Wednesday, March 1, 2017

AN UNLIKELY MUSE

AN UNLIKELY MUSE
Morse Recital Hall, Yale University
Tuesday, February 28, 2017

Vincent P. de Luise, M.D.

The extraordinary story of Johannes Brahms, the clarinetist Richard Muhlfeld and the autumnal beauty that are the Brahms Op 114 Trio, the ineffable quintet Op 115 and the valedictory Op 120 sonatas, were elegantly brought to life this evening in Harry Clarke's wonderfully crafted paean to Brahms and Muhlfeld, "An Unlikely Muse," in Morse Recital Hall at Yale University.
Johannes Brahms in 1885, at 52 years of age

The stellar musicians who performed were clarinetist, David Shifrin, pianist Melvin Chen, the violinist Ani Kafavian, the violist Ettore Causa, Julie Eskar (Danish chamber Symphony) second violin, Ole Akahoshi cello, and the stentorian oratory of narrator, Broadway and TV star, Jack Gilpin, it was an evening of clarinet heaven, for the fortunate 500 in attendance at Morse Recital Hall at Yale.
Excerpts from virtually all the mountaintops for the clarinet (the Brahms trio, quintet and sonatas, the Schumann Fantasiestucke, the first Weber Concerto, Schubert's Der Hirt auf dem Felsen and the adagio from the Mozart Concerto) were interwoven within the narrative of how Brahms first met Muhlfeld and how that inspired him to compose again. 
All was magisterially scaled by Shifrin, whose full and centered tone were a result of both his supreme talent and the cocobolo clarinets he played. These clarinets are crafted by Morrie Backun, the Vancouver Instrument maker who is revolutionizing the sound quality and intonation of our instrument.

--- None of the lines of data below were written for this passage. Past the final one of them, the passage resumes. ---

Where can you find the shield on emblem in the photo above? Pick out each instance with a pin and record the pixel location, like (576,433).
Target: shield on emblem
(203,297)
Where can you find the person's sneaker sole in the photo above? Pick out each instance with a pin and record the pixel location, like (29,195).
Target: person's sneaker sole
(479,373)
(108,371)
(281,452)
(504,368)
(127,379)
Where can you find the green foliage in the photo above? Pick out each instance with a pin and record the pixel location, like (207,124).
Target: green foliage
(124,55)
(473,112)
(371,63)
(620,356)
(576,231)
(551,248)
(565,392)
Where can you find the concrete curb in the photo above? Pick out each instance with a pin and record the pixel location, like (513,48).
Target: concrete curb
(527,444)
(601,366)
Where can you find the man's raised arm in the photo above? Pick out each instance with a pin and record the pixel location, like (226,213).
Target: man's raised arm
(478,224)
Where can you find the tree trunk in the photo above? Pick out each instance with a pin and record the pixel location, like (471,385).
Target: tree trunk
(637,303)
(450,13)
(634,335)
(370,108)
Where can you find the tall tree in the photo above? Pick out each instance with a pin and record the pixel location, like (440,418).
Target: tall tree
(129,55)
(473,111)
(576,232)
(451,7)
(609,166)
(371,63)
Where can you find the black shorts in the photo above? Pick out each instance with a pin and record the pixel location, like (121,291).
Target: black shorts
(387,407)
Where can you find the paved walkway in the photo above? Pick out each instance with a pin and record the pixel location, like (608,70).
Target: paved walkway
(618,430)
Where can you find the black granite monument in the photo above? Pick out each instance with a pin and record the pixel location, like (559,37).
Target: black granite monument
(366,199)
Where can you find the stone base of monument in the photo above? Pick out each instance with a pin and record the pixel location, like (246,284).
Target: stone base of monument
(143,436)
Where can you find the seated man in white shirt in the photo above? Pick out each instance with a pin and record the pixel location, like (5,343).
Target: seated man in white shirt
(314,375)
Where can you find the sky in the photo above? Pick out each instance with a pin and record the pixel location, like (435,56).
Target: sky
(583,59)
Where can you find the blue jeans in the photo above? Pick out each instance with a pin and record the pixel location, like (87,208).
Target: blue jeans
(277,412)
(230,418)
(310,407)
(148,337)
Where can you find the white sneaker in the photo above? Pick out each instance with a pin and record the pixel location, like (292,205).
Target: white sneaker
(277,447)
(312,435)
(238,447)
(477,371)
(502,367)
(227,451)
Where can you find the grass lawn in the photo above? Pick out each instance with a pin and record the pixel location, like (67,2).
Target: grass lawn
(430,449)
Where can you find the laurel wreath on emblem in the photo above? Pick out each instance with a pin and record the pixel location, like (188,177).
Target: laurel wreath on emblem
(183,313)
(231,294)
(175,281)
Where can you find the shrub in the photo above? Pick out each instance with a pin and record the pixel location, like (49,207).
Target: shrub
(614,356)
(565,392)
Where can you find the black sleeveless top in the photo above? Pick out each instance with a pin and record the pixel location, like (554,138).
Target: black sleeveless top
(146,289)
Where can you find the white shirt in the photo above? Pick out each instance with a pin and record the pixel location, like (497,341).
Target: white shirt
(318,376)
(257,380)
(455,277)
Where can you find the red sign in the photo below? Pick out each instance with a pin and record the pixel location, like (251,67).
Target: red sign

I have studied, still study, and have performed these clarinet masterpieces, practicing parts of them every day. I know them like the back of my hand (I guess that makes sense because parts of them are now "muscle memory" ). 
Yet,  when chamber music is played by artists of this caliber and talent who share the joy and the intense focus required of Kammermusik at the highest level, the results are blissful . 
Those moments of rapture became manifest not only when Shifrin played, but also when Chen took us to another sound world with excerpts from the intimate Brahms Intermezzi from Op 117, 118 and 119.
And how perfect they were! 

The intermezzi were written chronologically in between the trio, quintet and the two sonatas; they were to be Brahms' valedictory to the piano as well. Brahms dedicated the particularly tender Op. 118 intermezzi to his lifelong love, Clara Schumann, They, like the clarinet works, are emblematic of late Brahms: melody triumphs over dense chromaticism, even with typical Brahms rhythmic instability (stressing the second and third beats of a measure and nit the downbeat), there is always a crystalline clarity and a measured tempo overarching each moment, the music being a distillation of his life, his modernism and at once his faithfulness to a musical vernacular that Mozart and Beethoven would have understood. Not one note is unnecessary. Brahms tells his stories in music with an economy and concision in which what he does not say is as meaningful as what he conveys.
Brahms wrote all this beauty toward the end of his life, coming out of retirement to compose these swansongs, and all because of the rare and sublime Sound World crafted on the clarinet by his inspirational muse, Richard Muhlfeld.